Mais je pense que les choses vont évoluer car le sonore est un medium beaucoup plus malléable dans les points de contact dématérialisés. Et avec l’avènement du numérique, nous aurons de plus en plus de PodCast. Dans celui des objets connectés, de plus en plus de sound design. Et pour l’intelligence artificielle de plus en plus d’interfaces vocales.
Il est indispensable de pouvoir développer des outils d’évaluation de l’impact de la musique sur des critères avérés et prouvés scientifiquement avec des méthodes évitant tous biais ou toute interprétation erronée.

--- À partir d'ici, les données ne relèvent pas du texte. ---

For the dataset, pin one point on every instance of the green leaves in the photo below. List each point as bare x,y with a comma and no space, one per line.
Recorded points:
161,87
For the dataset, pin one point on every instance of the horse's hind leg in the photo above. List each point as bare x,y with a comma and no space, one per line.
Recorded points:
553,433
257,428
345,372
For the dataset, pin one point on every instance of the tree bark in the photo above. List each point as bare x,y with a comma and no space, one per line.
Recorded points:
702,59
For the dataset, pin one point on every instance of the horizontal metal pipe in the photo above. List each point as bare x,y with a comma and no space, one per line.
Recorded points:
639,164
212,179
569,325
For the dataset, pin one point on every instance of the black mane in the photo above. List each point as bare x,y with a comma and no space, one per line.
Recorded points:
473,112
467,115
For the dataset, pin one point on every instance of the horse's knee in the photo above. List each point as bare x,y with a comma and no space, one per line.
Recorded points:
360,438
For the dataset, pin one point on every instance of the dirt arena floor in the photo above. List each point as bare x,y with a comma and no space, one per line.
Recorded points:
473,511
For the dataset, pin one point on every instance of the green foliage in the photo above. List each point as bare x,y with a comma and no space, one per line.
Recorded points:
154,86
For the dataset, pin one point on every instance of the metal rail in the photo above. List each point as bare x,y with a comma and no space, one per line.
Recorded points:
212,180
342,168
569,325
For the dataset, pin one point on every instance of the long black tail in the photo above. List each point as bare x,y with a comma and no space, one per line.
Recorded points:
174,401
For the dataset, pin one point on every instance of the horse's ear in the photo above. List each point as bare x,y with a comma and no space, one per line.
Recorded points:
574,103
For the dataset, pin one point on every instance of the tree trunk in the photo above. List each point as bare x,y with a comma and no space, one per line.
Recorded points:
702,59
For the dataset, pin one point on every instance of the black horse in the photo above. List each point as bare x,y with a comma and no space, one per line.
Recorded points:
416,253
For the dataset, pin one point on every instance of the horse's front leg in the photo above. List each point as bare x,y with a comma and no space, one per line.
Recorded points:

Je pense que les critères de la saturation et de la cohérence vont être les deux sujets auxquels il faudra prêter une attention toute particulière à l’avenir.
Aujourd’hui, de nombreuses agences voient le jour sur le territoire national, chacune a une approche marketée, comment aider un décideur (Marketing ou Communication) à faire le bon choix ?
Là encore, le seul sujet est la qualité des produits et services proposés. Des réponses éprouvées et validées. Des KPI et des exemples qui montrent les clefs de la réussite d’une bonne identité sonore.
La qualité de la relation que nous entretenons avec nos clients est aussi un vecteur très important aujourd’hui. Car c’est aussi la qualité de la relation qu’une marque entretient avec ses publics qui est un vecteur central de préférence et non seulement le statut qu’elle lui confère.
C’est par conséquent un mix entre expertise, qualité de service, la qualité de relation et le juste prix.
Il faut aussi donner la possibilité à nos clients d’aller au delà du vernis des arguments convenus pour tester la véritable expertise de son interlocuteur. Une double expertise de la marque et du son.
Il semblerait que tu aies posé tes valises du côté des studios Ferber, peux-tu nous en dire plus ?
Oui, j’ai la chance d’être aussi résident au studio Ferber. C’est un rêve qui se réalise. Je suis musicien percussionniste et il est vrai que toutes ces années, j’ai beaucoup travailler pour les marques. Puis pour les marques et la musique.
J’avais besoin d’avoir mon propre cocon de création pour y créer et produire de nouveaux projets artistiques. Afin de préserver la fraîcheur nécessaire et la créativité propre à mon métier.
Actuellement, je finis la réalisation d’un conte musical pour enfants.
Merci Olivier pour ta participation.